Les défis économiques du prochain chef de l'Etat sont nombreux. Il est difficile de tous les citer. Mais prenons trois exemples, trois défis dont on parle assez peu. D’abord celui du climat, qui ne mobilise pourtant pas encore vraiment les esprits. Les meilleurs experts estiment que l’objectif que se sont fixés les États d’une limitation à deux degrés du réchauffement climatique demandera un effort supplémentaire d’au moins 30% dans les dix ans. C’est donc une transformation radicale de notre appareil productif, des transports, de l’habitat, de l’agriculture et du tertiaire que les politiques publiques devront encourager, stimuler et en partie financer. On n’en parle pas beaucoup.

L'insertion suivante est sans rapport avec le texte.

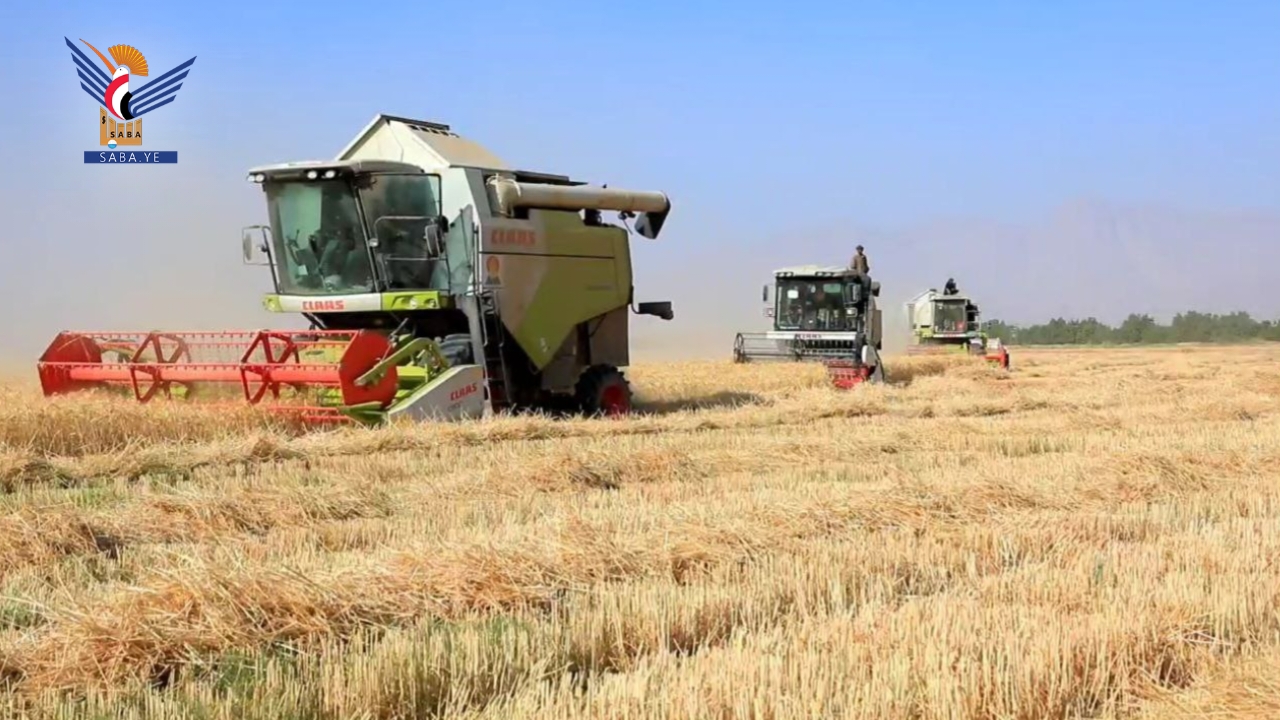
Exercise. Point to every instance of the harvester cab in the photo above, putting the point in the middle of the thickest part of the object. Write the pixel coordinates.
(821, 314)
(439, 283)
(950, 322)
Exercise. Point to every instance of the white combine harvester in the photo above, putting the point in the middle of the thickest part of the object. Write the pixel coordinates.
(949, 322)
(821, 314)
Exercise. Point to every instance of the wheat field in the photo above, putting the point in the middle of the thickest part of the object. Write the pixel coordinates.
(1092, 536)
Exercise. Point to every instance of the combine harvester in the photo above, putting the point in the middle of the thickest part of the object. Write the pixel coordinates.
(821, 314)
(439, 283)
(949, 322)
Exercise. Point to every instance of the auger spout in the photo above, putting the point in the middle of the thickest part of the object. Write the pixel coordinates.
(544, 196)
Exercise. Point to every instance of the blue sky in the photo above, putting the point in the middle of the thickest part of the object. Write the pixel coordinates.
(784, 135)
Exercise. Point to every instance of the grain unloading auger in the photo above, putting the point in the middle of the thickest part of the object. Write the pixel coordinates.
(439, 283)
(949, 322)
(821, 314)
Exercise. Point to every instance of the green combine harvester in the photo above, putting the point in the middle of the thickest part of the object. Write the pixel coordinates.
(439, 283)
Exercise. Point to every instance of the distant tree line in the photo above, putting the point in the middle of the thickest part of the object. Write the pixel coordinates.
(1139, 329)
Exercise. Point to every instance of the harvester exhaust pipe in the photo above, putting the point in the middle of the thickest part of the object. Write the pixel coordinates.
(653, 206)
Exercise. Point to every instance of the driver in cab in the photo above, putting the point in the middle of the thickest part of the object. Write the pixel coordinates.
(343, 260)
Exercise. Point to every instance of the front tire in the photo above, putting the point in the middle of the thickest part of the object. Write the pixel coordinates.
(603, 390)
(457, 349)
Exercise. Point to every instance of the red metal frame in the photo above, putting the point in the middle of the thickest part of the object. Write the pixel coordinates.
(846, 374)
(263, 361)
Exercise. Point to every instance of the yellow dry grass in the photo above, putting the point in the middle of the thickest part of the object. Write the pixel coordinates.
(1093, 536)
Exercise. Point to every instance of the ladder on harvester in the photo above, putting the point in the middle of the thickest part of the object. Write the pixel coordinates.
(494, 355)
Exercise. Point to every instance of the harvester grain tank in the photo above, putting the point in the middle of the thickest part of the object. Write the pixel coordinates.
(821, 314)
(438, 282)
(950, 322)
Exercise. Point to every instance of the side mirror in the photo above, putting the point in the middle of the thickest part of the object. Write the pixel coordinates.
(661, 309)
(255, 245)
(434, 241)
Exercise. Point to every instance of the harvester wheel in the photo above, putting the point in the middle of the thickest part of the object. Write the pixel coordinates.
(457, 349)
(602, 390)
(877, 369)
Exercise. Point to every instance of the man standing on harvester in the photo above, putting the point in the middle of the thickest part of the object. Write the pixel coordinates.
(859, 263)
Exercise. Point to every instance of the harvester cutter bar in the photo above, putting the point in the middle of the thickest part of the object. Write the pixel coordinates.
(749, 347)
(259, 361)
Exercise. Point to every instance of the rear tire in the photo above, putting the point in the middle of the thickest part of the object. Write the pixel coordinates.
(603, 390)
(877, 374)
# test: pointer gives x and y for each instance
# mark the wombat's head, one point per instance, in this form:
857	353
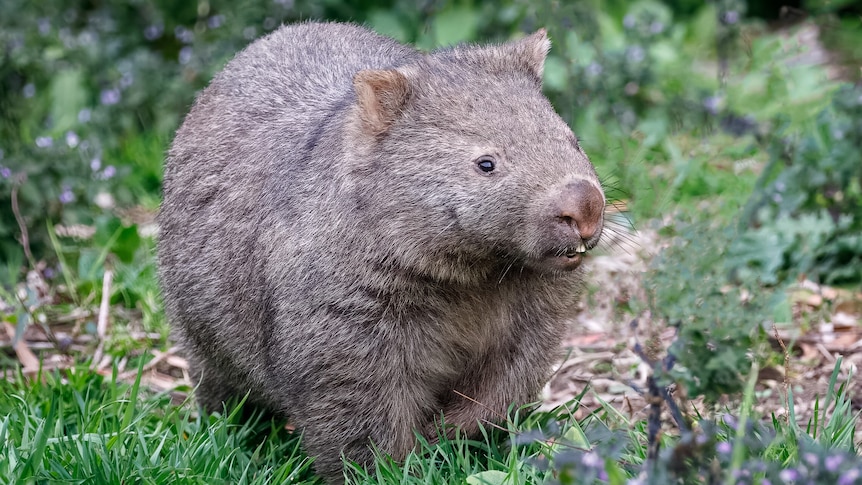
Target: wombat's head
472	164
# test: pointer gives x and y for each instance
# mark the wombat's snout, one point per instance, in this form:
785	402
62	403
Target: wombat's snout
578	212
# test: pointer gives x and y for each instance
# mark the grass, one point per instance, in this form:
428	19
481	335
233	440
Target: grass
78	426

Deuxième exemple : l’affaiblissement du "potentiel de croissance" des économies développées. Ce qui veut dire qu’en gros, le monde va tourner à petite vitesse pendant les cinq qui viennent. Pourquoi : parce qu’il y a aujourd’hui plusieurs facteurs dans l’économie mondiale qui joue contre la croissance : le premier, c’est la productivité ; en dépit de la révolution technologique à l’œuvre, la productivité n’augmente que très faiblement et ça pénalise la croissance. Et il y a d’autres facteurs qui jouent dans le même sens, comme le vieillissement par exemple de nos sociétés ou les niveaux d’endettement public et privé. Donc peu ou moins de croissance dans le monde.

La question de la dette pèsera-t-elle au cours du prochain quinquennat ?

La question de la dette, et pas seulement en France d’ailleurs, va demeurer  "au premier rang des enjeux de la politique publique". C’est un troisième défi. Non que la dette soit toujours un problème en soi. Mais, aujourd’hui, les mécanismes qui ont toujours permis dans le passé de dégonfler les dettes ne joueront plus : la croissance n’est plus assez vive, l’inflation trop faible et les taux d’intérêt ne pourront pas se maintenir éternellement à un niveau si bas. Voilà nous nous arrêtons là, il y aurait encore bien d’autres défis à évoquer, mais ce qu’il faut retenir c’est aucune de nos urgences - le chômage, le terrorisme ou les effets de la mondialisation – ne pourront être traitées en se mettant comme à l’abri du monde.